Charlottesville ended with a pudgy white supremacist driving a car into a crowd. Dylann Roof, who GQ’s Rachel Kaadzi Ghansah described as “a child both of the white-supremacist Zeitgeist of the internet and of his larger environment” in the Cotton Belt, came to see massacring old women in a historic black church as an act of self-defense. Robert Bowers made one final post on the white supremacist social network Gab before opening fire on the Tree of Life synagogue in Pittsburgh, concluding, “Screw the optics, I’m going in.”

All of these men were radicalized on the internet.


What are we to do in such a state of chaos?

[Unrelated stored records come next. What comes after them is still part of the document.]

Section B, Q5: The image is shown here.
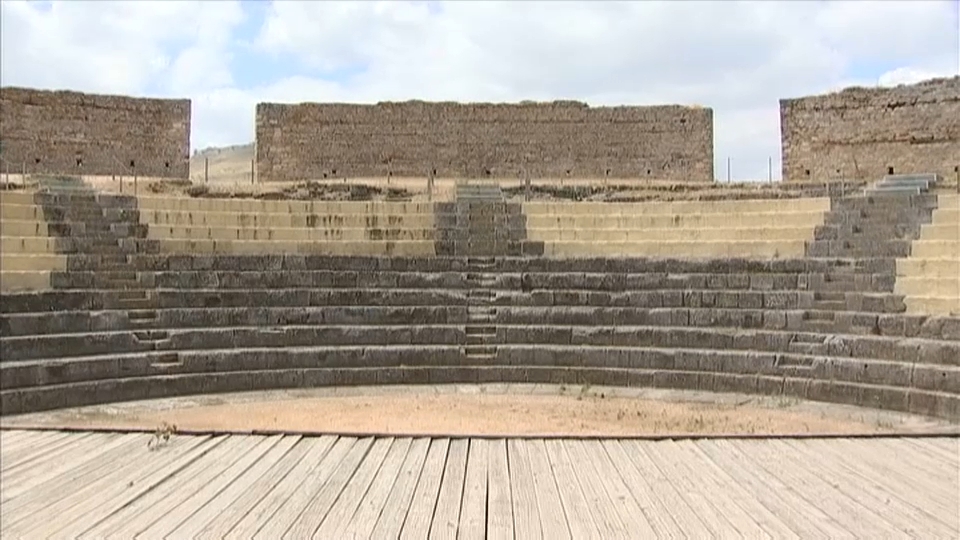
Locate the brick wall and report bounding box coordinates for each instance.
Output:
[256,101,714,182]
[0,87,190,178]
[780,77,960,180]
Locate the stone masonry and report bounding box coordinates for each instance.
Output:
[256,101,714,182]
[780,77,960,181]
[0,87,190,179]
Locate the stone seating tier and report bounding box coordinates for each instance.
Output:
[2,193,829,264]
[0,255,960,418]
[896,195,960,315]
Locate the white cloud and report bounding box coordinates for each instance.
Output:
[0,0,960,179]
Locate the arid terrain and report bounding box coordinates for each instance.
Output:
[2,385,949,436]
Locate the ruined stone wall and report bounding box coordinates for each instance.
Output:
[780,77,960,180]
[256,101,714,182]
[0,87,190,178]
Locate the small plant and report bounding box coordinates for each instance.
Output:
[775,396,800,409]
[147,422,177,450]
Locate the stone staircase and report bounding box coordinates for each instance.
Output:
[36,183,179,366]
[798,175,937,334]
[448,184,510,363]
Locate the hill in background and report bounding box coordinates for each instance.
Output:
[190,143,253,183]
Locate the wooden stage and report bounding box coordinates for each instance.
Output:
[0,430,960,540]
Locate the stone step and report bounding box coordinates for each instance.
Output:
[133,330,170,342]
[463,345,497,360]
[803,309,836,324]
[813,291,847,302]
[464,325,497,336]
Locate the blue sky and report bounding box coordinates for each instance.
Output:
[0,0,960,179]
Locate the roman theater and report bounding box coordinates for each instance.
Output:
[0,77,960,540]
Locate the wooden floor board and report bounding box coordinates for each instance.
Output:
[400,438,450,539]
[251,437,358,540]
[772,441,947,537]
[313,437,394,538]
[0,430,960,540]
[487,439,514,540]
[544,440,600,538]
[517,440,570,540]
[370,438,433,538]
[343,437,413,540]
[430,439,470,540]
[507,439,543,540]
[283,437,376,539]
[457,439,488,540]
[226,436,342,540]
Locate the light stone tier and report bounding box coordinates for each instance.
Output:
[523,198,830,259]
[0,191,67,291]
[895,195,960,315]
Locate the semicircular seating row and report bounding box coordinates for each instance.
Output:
[0,191,960,419]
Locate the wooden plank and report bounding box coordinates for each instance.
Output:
[650,440,769,538]
[457,439,488,540]
[0,433,91,475]
[11,437,213,538]
[0,436,154,527]
[898,437,960,466]
[771,440,956,538]
[563,441,628,538]
[507,439,540,540]
[0,436,147,504]
[226,435,342,540]
[370,437,431,538]
[828,440,957,510]
[736,439,890,538]
[0,429,36,456]
[56,436,223,538]
[880,439,957,483]
[195,437,322,540]
[676,440,800,539]
[313,437,394,538]
[343,437,412,539]
[168,435,301,538]
[544,440,600,539]
[487,439,513,538]
[400,438,450,540]
[805,440,958,528]
[0,431,65,457]
[519,439,570,540]
[697,440,831,538]
[621,440,714,538]
[637,441,742,538]
[283,437,375,539]
[430,439,470,540]
[567,440,657,538]
[0,433,109,486]
[597,439,686,538]
[66,435,248,538]
[703,439,854,538]
[248,437,362,540]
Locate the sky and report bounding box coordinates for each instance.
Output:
[0,0,960,181]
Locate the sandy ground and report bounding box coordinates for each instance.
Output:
[0,385,958,436]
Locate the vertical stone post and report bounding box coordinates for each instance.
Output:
[523,167,530,202]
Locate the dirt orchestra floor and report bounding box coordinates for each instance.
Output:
[0,384,960,437]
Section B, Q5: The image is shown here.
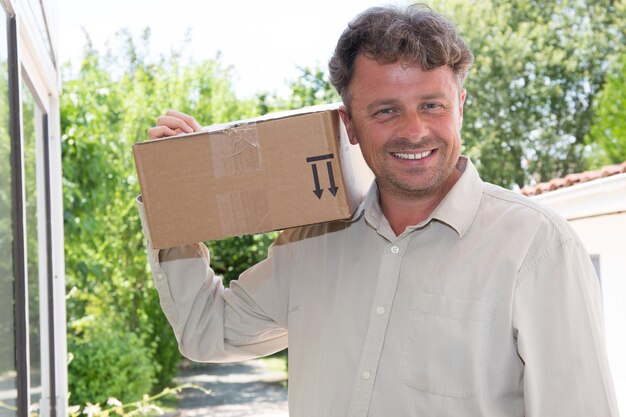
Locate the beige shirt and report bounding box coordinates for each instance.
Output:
[140,158,618,417]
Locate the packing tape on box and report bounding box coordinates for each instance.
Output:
[210,122,261,178]
[216,190,273,236]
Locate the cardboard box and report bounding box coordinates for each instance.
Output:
[133,105,373,249]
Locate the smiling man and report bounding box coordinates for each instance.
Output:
[139,6,618,417]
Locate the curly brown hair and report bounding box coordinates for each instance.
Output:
[328,4,474,105]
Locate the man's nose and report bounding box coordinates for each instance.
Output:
[397,112,428,142]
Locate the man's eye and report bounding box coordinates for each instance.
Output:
[423,103,443,110]
[376,109,394,116]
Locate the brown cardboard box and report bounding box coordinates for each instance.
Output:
[133,105,373,249]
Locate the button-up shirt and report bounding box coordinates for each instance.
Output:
[140,158,618,417]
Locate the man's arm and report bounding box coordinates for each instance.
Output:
[513,237,618,417]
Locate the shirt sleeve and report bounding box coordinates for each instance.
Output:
[137,197,289,362]
[513,237,618,417]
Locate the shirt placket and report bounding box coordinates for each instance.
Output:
[348,236,409,417]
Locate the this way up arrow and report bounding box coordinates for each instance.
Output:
[326,161,339,197]
[311,164,324,200]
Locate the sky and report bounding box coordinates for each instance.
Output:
[57,0,399,98]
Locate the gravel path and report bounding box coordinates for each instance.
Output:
[175,360,289,417]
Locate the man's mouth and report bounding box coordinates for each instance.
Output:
[392,150,433,160]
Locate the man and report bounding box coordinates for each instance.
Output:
[140,7,617,417]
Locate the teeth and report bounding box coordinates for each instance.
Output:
[393,151,433,159]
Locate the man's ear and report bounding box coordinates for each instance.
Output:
[459,88,467,120]
[339,104,359,145]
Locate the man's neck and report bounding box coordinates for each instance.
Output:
[379,169,462,236]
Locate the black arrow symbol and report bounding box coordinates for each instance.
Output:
[326,161,339,197]
[311,164,324,200]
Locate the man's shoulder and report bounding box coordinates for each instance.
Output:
[481,183,573,239]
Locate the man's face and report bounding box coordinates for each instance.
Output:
[340,55,465,199]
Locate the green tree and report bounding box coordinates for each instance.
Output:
[433,0,626,187]
[586,54,626,167]
[287,67,341,109]
[61,31,256,401]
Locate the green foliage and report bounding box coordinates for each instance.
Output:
[287,68,341,109]
[207,233,277,285]
[68,326,156,404]
[61,32,262,401]
[434,0,626,187]
[586,53,626,167]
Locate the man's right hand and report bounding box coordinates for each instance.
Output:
[148,110,202,139]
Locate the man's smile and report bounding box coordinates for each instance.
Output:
[391,149,434,160]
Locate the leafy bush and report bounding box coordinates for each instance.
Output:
[68,329,156,404]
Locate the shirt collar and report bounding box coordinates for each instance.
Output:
[352,156,483,237]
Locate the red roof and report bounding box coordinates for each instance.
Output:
[520,161,626,196]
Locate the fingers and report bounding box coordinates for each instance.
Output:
[148,110,202,139]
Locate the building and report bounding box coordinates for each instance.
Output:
[0,0,67,417]
[522,162,626,413]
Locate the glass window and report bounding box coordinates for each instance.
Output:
[0,7,17,417]
[21,80,47,415]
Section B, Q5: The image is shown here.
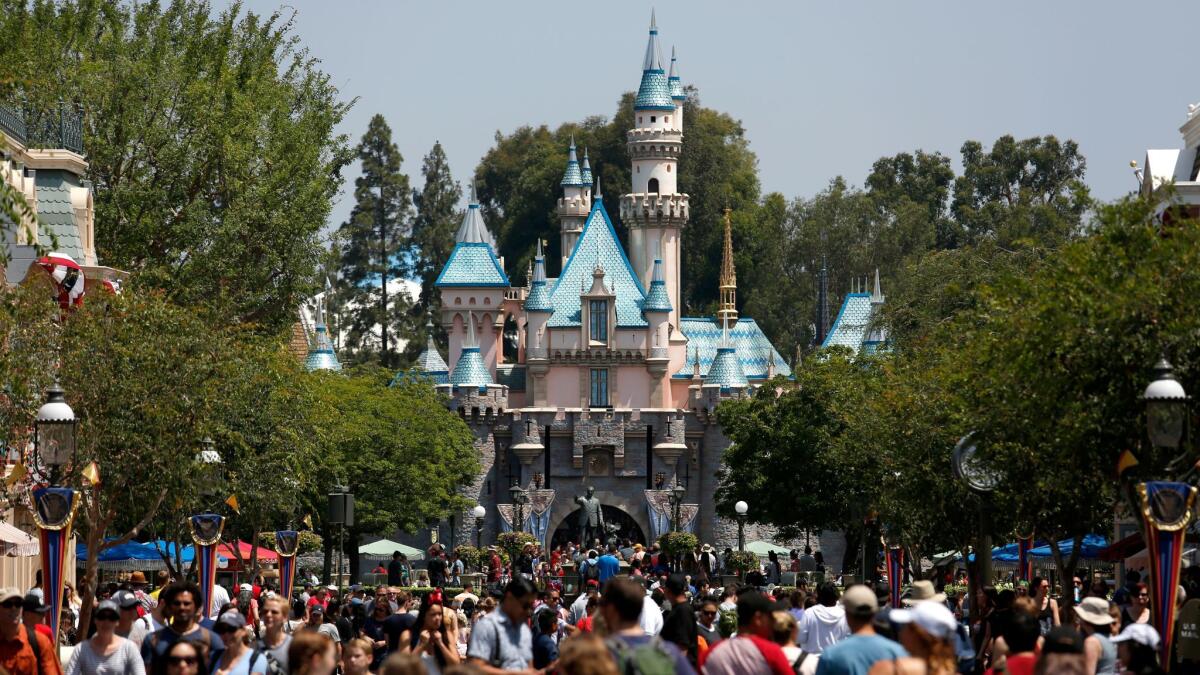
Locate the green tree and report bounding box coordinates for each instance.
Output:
[409,143,462,326]
[338,114,412,366]
[0,0,348,331]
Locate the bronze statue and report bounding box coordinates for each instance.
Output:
[575,485,607,548]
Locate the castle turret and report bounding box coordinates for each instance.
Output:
[620,12,688,325]
[557,136,592,269]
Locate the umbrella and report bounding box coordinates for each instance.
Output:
[746,540,791,557]
[359,539,425,561]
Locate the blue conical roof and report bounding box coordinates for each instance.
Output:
[559,136,583,187]
[642,258,671,312]
[524,239,554,312]
[304,323,342,372]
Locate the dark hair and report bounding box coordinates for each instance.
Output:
[504,577,538,598]
[150,634,209,675]
[817,581,838,607]
[600,577,646,629]
[1003,611,1042,653]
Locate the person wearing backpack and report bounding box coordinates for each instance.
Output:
[600,577,696,675]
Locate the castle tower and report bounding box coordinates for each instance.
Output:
[620,12,688,325]
[557,136,592,269]
[716,208,738,325]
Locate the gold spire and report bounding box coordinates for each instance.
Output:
[716,207,738,325]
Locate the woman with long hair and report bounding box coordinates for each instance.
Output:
[400,590,461,675]
[288,631,337,675]
[1121,583,1150,631]
[869,602,959,675]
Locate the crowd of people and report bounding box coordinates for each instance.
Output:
[0,543,1180,675]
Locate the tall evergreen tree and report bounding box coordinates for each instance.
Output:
[338,114,412,366]
[413,142,462,316]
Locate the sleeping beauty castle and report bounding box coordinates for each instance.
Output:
[379,17,791,545]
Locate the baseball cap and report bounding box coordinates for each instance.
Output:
[892,593,958,640]
[212,610,246,632]
[113,591,138,609]
[1109,623,1159,650]
[841,584,880,619]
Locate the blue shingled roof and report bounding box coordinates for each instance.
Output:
[672,317,792,380]
[450,347,492,387]
[634,68,674,110]
[34,169,84,264]
[547,199,646,328]
[304,323,342,371]
[433,241,509,287]
[821,293,871,353]
[704,347,749,389]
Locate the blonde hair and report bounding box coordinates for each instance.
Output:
[558,634,617,675]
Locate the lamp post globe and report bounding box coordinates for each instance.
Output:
[34,382,78,485]
[1141,358,1188,450]
[733,500,750,551]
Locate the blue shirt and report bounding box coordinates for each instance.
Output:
[596,554,620,584]
[817,635,908,675]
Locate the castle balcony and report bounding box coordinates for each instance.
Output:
[620,192,688,227]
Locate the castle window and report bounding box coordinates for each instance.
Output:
[592,368,608,408]
[588,300,608,342]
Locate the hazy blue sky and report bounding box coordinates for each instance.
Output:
[229,0,1200,230]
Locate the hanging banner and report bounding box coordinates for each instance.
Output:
[32,488,79,645]
[1138,480,1196,664]
[275,530,300,598]
[191,513,224,617]
[883,546,904,609]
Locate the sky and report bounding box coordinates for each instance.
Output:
[229,0,1200,227]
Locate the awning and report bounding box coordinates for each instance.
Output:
[0,522,42,557]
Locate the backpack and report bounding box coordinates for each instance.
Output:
[605,635,676,675]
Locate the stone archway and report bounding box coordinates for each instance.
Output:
[550,504,647,549]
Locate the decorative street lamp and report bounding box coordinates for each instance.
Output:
[509,480,529,532]
[733,501,750,551]
[32,382,79,644]
[1135,357,1196,663]
[667,478,688,532]
[1141,357,1188,450]
[470,504,487,549]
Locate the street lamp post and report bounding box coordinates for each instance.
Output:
[509,482,529,532]
[470,504,487,549]
[733,501,750,551]
[32,382,79,644]
[667,478,688,532]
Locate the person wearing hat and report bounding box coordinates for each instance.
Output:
[868,602,959,675]
[212,609,269,675]
[0,587,62,675]
[1075,596,1117,673]
[66,599,145,675]
[820,584,908,675]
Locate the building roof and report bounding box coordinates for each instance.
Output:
[704,346,750,389]
[34,169,86,264]
[304,323,342,372]
[433,241,509,288]
[672,317,792,380]
[559,136,590,187]
[667,47,688,101]
[547,199,646,328]
[642,258,671,312]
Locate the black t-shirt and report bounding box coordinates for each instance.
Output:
[659,602,698,665]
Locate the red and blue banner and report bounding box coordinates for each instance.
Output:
[1138,480,1196,664]
[883,546,904,609]
[191,513,224,617]
[32,486,79,644]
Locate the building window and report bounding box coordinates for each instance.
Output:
[592,368,608,408]
[588,300,608,342]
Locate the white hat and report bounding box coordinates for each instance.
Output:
[1109,623,1158,650]
[888,602,958,640]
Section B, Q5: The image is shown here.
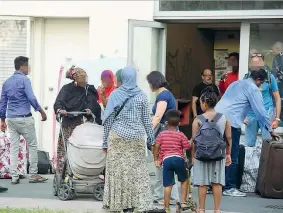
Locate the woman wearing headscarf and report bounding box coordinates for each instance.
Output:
[98,70,116,108]
[103,67,154,212]
[115,69,123,88]
[54,67,102,173]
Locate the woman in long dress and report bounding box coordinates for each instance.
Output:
[54,68,101,173]
[103,67,154,212]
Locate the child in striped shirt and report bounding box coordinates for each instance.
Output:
[153,110,191,212]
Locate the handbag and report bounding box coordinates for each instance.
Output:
[115,96,132,118]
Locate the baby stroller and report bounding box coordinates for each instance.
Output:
[53,112,106,201]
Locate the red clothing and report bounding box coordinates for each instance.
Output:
[97,70,116,104]
[219,72,239,95]
[155,130,191,162]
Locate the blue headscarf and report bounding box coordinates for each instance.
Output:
[103,67,142,123]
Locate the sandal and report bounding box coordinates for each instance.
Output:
[29,175,48,183]
[11,178,20,185]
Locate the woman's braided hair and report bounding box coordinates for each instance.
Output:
[200,86,218,108]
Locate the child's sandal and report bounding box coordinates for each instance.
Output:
[164,208,171,213]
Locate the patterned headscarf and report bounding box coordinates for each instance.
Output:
[115,69,123,82]
[66,66,87,83]
[103,67,142,123]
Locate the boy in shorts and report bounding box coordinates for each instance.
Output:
[153,110,191,212]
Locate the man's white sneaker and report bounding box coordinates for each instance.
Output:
[223,188,247,197]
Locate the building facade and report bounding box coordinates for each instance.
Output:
[0,1,283,157]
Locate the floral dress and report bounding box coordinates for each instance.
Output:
[0,133,28,179]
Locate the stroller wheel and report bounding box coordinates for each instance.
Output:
[53,175,58,196]
[57,183,75,201]
[93,183,104,201]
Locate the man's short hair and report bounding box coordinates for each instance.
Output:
[228,52,239,61]
[201,69,213,76]
[165,109,182,126]
[250,69,267,82]
[146,71,168,90]
[14,56,29,70]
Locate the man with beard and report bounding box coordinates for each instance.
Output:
[192,69,219,118]
[215,69,278,197]
[219,52,239,95]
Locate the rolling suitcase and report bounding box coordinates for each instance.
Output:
[236,144,246,189]
[256,140,283,199]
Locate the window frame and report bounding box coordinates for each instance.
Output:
[154,1,283,20]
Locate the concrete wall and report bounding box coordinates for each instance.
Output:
[0,1,154,151]
[214,30,240,53]
[166,24,214,100]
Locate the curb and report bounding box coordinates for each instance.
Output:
[0,197,243,213]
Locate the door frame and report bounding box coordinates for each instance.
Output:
[127,19,167,75]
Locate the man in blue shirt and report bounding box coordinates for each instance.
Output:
[244,53,281,147]
[215,69,277,197]
[0,56,47,184]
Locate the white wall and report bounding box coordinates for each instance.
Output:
[0,1,154,57]
[0,1,154,155]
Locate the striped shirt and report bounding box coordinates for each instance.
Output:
[155,130,191,161]
[103,92,154,148]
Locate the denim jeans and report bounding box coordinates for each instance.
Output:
[153,168,180,203]
[7,117,38,179]
[224,127,241,190]
[245,107,274,147]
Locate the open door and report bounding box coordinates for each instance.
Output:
[127,20,167,105]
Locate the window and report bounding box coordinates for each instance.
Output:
[159,0,283,11]
[250,22,283,126]
[0,19,27,92]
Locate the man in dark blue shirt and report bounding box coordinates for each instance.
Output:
[0,56,47,184]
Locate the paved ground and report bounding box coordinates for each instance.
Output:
[0,176,283,213]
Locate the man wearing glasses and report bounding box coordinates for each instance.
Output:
[0,56,47,184]
[192,69,219,118]
[244,53,281,147]
[219,52,239,95]
[215,69,278,197]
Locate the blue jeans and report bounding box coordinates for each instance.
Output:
[163,156,188,187]
[245,107,274,147]
[224,127,241,190]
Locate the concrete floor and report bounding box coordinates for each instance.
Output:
[0,175,283,213]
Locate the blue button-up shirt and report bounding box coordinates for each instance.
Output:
[215,79,272,131]
[0,71,41,118]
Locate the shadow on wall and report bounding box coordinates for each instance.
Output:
[166,24,214,100]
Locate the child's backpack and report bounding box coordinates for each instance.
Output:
[194,113,226,161]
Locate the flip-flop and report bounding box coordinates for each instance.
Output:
[11,178,20,185]
[29,176,48,183]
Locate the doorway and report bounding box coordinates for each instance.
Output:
[128,20,241,137]
[165,23,240,100]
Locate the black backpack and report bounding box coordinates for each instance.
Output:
[244,66,273,97]
[194,113,226,161]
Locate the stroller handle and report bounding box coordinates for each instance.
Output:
[58,111,95,120]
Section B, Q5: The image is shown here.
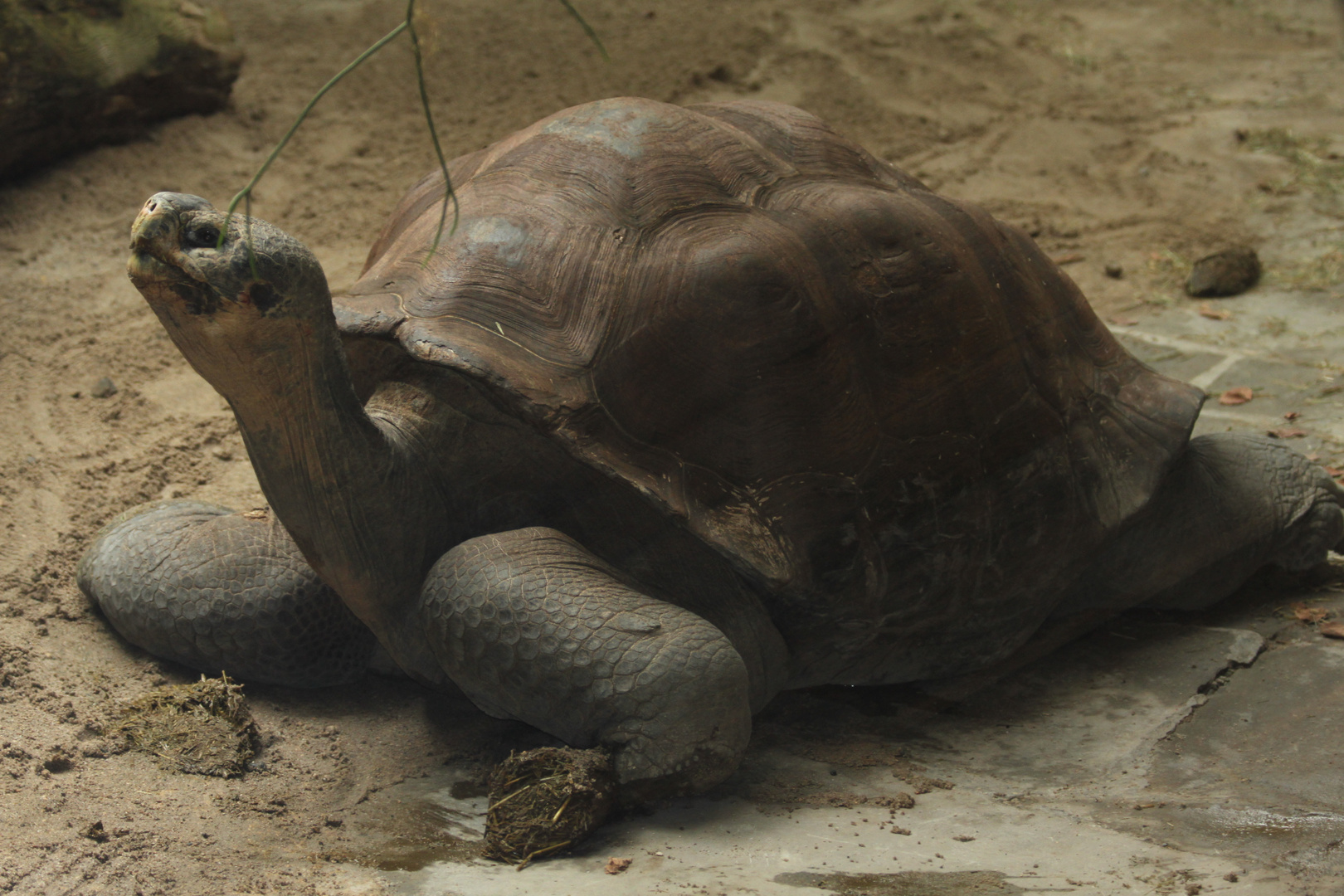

For a start, from the grassroots up, it is necessary to expose what the far-right and their sycophants actually believe as they amplify their message across this new network of communication. Exposing how they really think and talk has been the mission of a noble band of activists and educators, as seen in the recent demolition of the white power hate group Identity Evropa. This effort needs to extend to those “alt-lite” figures who successfully pass themselves off as less extreme, such as popular YouTube personalities Joe Rogan and Dave Rubin. Working as pilot fish for more extreme figures, their efforts, in concord with the YouTube algorithm, rapidly draw viewers toward more extreme fare. And there’s seemingly nothing they fear more than demonetization, deplatforming and an overnight plunge back into obscurity, à la Milo Yiannopoulos and Alex Jones.

As the Southern Poverty Law Center demonstrated through its successful bankrupting of the Aryan nations in the 1990s, the most effective means of ensuring the success of anti-fascist activists is via financial pressure. Deprived of any safe haven from which they can make money, such figureheads for the movement will fade away. Deprived of the oxygen currently offered by Big Tech and payment processors, the futures of Yiannopoulos auctioning off his portraits and Richard Spencer having his credit card rejected will be theirs, too.

Counterprogramming is possible, too. The most hardcore adherents to such ideologies are not beyond hope, given countervailing evidence. YouTube vlogger Natalie Wynn’sContrapoints” is a remarkably produced series that has helped deradicalize a number of nascent fascists, while former extremists such as Christian Picciolini or Arno Michaelis do important work in helping white nationalists exit the vicious cycle. If people can be radicalized simply by immersing themselves in the internet cesspool, then at least some of them can be deradicalized by leaving such unhealthy environs.

The greater problem remains structural, far bigger than the fate of any individual sleaze monger. Educating those susceptible to their messaging as to why these voices are so toxic will be a harder struggle, given the sheer scale Big Tech offers. It will not be easy to do so without meaningful action by the tech industry, which only now seems to be somewhat recognizing that they have become to America today what sidewalk display cases were to Nazi Germany. Whether the U.S. political system is up to the challenge is highly dubious, but I am heartened by New Zealand Prime Minister Jacinda Arden’s immediate and tenacious work to stop the spread of the Christchurch shooter’s video and extract answers from Facebook.

I see no contradiction between justice being served against the worst progenitors of right-wing extremism and empathy being exercised for the souls of those seduced. If far-right extremism is but a symptom of a national sickness, then the source of those issues is still upstream from the dead end of such violent hatred. And that’s our responsibility to combat—wherever and whenever we encounter it.